Après avoir subi en 2001 la contraction la plus forte des vingt dernières années, le commerce mondial s'est redressé au dernier trimestre, grâce notamment au dynamisme de la demande américaine et asiatique. Le commerce mondial s'est ainsi replié en moyenne de 1,5 % par trimestre sur les trois premiers trimestres de l'année 2001, puis s'est stabilisé en fin d'année dernière avant d'amorcer, sur le début de l'année 2002, un modeste mouvement de reprise (moins de 1 %). Le redressement devrait s'intensifier dans le courant de l'année 2002, compte tenu notamment de la progression spectaculaire des importations américaines de biens.

B. LES ETATS-UNIS

La récession de l'économie américaine s'est étendue sur les trois premiers trimestres de l'année 2001. Elle s'est avérée particulièrement marquée dans le secteur industriel avec une contraction de 6,5 % de l'investissement en équipement en 2001, qui s'est poursuivie au début de l'année 2002. La croissance américaine a toutefois été soutenue au premier trimestre, atteignant 1,2 %, grâce notamment à une moindre baisse des stocks, dont la contribution à la croissance s'élève à + 0,8 %. A cette composante « technique » de la reprise s'ajoute le maintien de la consommation privée et publique.

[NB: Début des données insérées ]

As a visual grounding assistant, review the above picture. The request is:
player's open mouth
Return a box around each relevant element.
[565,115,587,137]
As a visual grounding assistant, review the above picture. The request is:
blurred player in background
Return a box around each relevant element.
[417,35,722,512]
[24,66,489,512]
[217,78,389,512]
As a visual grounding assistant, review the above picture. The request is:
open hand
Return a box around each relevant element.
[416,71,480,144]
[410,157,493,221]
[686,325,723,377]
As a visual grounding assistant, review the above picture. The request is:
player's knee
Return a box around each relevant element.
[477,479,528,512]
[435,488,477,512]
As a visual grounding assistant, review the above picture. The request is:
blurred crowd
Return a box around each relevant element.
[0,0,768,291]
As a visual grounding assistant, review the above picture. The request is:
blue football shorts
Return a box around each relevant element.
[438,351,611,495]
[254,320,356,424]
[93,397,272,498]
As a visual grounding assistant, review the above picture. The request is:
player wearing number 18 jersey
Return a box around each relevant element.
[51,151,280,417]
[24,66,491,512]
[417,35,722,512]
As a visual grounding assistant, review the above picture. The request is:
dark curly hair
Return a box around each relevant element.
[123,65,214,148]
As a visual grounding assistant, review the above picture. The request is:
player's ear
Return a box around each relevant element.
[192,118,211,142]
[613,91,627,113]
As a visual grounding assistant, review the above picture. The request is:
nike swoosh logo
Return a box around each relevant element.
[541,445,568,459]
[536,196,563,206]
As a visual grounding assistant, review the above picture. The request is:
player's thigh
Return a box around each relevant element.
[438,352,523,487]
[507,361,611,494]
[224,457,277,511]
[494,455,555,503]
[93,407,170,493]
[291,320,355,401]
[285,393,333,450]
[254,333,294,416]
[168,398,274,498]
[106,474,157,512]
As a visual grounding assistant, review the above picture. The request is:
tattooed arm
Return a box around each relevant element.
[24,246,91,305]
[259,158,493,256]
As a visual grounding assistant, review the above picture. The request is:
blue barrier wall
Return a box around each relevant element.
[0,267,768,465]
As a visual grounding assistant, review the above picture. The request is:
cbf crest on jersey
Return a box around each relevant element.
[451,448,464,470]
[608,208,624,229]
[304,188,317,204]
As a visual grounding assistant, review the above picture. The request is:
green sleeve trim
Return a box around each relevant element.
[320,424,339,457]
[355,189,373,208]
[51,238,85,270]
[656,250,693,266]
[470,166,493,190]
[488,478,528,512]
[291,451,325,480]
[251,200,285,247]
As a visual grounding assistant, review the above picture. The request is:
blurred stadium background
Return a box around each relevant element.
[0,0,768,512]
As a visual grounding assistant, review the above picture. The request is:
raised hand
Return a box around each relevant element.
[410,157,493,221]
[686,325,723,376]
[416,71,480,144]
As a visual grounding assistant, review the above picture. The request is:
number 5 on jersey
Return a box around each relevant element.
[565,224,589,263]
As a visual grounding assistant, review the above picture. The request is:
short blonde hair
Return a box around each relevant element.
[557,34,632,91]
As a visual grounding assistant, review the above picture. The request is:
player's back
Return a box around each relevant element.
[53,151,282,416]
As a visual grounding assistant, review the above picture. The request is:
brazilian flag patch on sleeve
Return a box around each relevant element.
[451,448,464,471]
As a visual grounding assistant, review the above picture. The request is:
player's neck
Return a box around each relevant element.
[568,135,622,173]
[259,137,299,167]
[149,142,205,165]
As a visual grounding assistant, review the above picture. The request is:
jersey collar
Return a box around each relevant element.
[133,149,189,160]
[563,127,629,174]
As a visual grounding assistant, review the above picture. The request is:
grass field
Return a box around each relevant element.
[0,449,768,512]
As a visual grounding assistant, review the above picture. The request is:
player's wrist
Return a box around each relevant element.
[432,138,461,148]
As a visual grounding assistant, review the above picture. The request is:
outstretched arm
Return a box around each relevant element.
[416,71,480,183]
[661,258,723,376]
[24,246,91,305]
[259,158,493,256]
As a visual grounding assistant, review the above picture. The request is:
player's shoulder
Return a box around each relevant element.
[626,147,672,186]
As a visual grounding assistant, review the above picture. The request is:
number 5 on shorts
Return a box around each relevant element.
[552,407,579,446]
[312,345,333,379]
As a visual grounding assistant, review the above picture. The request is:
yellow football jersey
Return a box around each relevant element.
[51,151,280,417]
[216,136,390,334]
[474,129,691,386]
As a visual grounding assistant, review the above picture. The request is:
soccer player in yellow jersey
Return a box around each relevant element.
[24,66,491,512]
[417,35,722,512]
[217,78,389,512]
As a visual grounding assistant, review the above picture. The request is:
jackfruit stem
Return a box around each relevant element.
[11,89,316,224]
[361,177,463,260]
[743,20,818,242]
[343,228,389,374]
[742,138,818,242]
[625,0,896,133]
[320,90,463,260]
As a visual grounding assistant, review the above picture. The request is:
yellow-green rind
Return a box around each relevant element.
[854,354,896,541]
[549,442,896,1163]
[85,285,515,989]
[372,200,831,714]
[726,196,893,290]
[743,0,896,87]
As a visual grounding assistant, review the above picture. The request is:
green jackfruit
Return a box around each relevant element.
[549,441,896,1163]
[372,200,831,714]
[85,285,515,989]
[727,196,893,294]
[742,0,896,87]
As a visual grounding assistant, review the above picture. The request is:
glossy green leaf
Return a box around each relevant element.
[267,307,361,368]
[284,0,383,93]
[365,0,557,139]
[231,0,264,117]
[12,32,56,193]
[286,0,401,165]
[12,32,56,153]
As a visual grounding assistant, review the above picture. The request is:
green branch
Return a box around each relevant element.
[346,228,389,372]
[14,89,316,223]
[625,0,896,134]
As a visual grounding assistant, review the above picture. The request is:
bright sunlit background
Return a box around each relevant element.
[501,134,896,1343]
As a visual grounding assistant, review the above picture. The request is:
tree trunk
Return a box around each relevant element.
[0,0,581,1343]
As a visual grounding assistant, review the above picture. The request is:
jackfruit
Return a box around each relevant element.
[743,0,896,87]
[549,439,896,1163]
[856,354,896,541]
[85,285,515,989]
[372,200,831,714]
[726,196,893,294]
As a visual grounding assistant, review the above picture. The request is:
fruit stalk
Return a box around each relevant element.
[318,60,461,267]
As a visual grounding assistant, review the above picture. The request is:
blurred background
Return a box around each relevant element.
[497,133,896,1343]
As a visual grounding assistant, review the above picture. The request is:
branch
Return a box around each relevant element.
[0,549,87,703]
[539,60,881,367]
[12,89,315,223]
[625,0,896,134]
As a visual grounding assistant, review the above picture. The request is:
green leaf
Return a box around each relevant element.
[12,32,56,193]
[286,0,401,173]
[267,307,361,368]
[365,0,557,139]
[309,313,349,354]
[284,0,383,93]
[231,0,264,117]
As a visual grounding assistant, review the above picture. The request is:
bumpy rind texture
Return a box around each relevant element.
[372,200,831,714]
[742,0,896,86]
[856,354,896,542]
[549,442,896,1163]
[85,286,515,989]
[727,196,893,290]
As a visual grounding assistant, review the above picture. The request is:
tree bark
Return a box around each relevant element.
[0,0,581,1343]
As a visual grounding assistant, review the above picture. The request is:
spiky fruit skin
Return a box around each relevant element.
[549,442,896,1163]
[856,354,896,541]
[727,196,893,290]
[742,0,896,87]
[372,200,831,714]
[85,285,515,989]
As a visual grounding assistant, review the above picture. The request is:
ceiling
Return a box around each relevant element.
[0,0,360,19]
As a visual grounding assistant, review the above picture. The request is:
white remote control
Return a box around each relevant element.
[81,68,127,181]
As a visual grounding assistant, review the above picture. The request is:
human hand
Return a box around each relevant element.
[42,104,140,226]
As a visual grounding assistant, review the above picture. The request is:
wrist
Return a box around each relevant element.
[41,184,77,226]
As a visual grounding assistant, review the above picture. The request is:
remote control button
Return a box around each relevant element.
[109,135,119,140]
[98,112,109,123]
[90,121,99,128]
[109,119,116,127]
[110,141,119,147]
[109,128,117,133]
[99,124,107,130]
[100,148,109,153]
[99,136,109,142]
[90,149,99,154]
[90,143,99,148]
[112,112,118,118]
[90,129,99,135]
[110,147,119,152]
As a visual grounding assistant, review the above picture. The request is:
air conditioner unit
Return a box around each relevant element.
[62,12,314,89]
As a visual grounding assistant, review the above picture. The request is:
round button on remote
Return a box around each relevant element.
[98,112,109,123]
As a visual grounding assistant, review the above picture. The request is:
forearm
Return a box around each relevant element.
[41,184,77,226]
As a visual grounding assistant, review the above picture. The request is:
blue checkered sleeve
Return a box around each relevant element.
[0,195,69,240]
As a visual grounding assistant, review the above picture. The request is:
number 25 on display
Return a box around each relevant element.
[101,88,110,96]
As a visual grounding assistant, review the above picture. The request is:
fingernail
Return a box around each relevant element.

Au deuxième trimestre, la croissance s'est en revanche nettement infléchie pour atteindre + 0,3 %, sous l'effet d'une nette dégradation de la contribution des échanges extérieurs, liée à une progression importante des importations de biens.

C. LE JAPON

Le Japon, dont le PIB s'est contracté de 0,5 % en 2001 avec une contribution très négative des échanges extérieurs et un repli marqué de l'investissement, a renoué au premier trimestre 2002 avec une croissance forte de 1,4 %, due pour moitié à ses exportations. La consommation privée, pilier essentiel de la croissance nipponne sur le passé récent, ne venant plus soutenir l'activité, le PIB reculerait sur la seconde partie de l'année. La croissance attendue des importations du Japon serait donc, dans ce contexte, nulle.

D. LA ZONE EURO

Les principaux pays de la zone euro - à l'exception de l'Espagne - ont connu une contraction de leur activité à la fin de l'année 2001, avec une reprise modérée au premier semestre 2002. Le rythme de croissance de l'activité est modéré : tandis que la consommation privée accélère, l'investissement continue de se replier, en particulier en Allemagne, et ce, en dépit de l'orientation très favorable des enquêtes de conjoncture dans l'industrie en début d'année.